I have a csv file around 20gig in size with about 60m rows, that I would like to load into a table within mysql.
I have defined my table in mysql with a composite primary key of (col_a, col_b)
prior to starting any load.
I have initiated my load as below:
LOAD DATA LOCAL INFILE '/mypath/mycsv.csv'
INTO TABLE mytable
FIELDS TERMINATED BY ','
LINES TERMINATED BY '\n'
IGNORE 0 LINES
(@v1v, @v2v, @v3v, @v4v, @v5v, etc...)
SET
col_a = nullif(@v1v,''),
col_b = nullif(@v2v,''),
col_c = nullif(@v3v,''),
col_d = nullif(@v4v,''),
col_e = nullif(@v5v,''),
etc...,
load_dttm = NOW();
This seemed to work fine, until the the dataset got to around 10g in size, at which point the loading significantly slowed, and what looked like it might take an hour has been running all night and not got much larger.
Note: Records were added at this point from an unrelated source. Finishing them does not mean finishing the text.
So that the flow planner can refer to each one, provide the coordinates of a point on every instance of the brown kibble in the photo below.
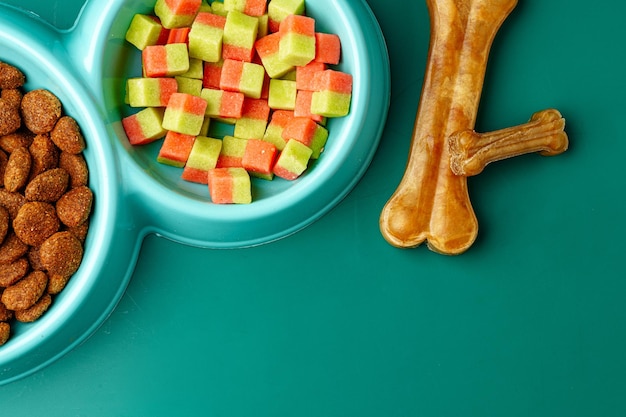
(12, 249)
(61, 253)
(12, 201)
(56, 283)
(67, 135)
(74, 207)
(5, 332)
(25, 293)
(10, 119)
(76, 166)
(13, 96)
(44, 153)
(35, 311)
(48, 186)
(35, 222)
(4, 223)
(13, 272)
(10, 76)
(40, 110)
(18, 139)
(17, 169)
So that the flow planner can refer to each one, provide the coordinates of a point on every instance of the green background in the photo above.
(333, 321)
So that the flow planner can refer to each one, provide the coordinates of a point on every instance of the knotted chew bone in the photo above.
(432, 203)
(470, 152)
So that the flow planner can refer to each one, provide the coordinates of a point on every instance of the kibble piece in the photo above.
(48, 186)
(13, 272)
(35, 311)
(15, 140)
(35, 222)
(10, 119)
(40, 110)
(74, 207)
(12, 201)
(56, 283)
(4, 224)
(17, 169)
(67, 135)
(5, 332)
(12, 249)
(13, 96)
(25, 293)
(76, 167)
(61, 253)
(10, 76)
(44, 153)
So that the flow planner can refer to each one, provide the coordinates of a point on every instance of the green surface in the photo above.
(332, 321)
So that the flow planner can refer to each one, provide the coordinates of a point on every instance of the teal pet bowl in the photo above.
(87, 67)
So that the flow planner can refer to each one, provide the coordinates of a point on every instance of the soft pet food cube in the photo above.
(327, 48)
(258, 158)
(253, 121)
(293, 160)
(184, 114)
(212, 74)
(282, 94)
(150, 92)
(243, 77)
(175, 149)
(297, 40)
(267, 49)
(145, 126)
(249, 7)
(229, 186)
(176, 13)
(306, 131)
(333, 93)
(232, 152)
(240, 33)
(165, 60)
(274, 130)
(223, 104)
(202, 158)
(206, 37)
(278, 10)
(145, 30)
Are there more efficient ways of loading (depending on your definition of this word) "large" csv's into mysql.
My immediate thoughts are:
1) Should I remove my composite primary key, and only apply it after the load 2) Should I break down the csv into smaller chunks
As I understand it mysql is mainly limited by system constraints, which should not be an issue in my case - I am using an Linux Red-hat server with "MemTotal: 396779348 kB"! and terabytes of space.
This is my first time of using mysql, so please bear this in mind in any answers.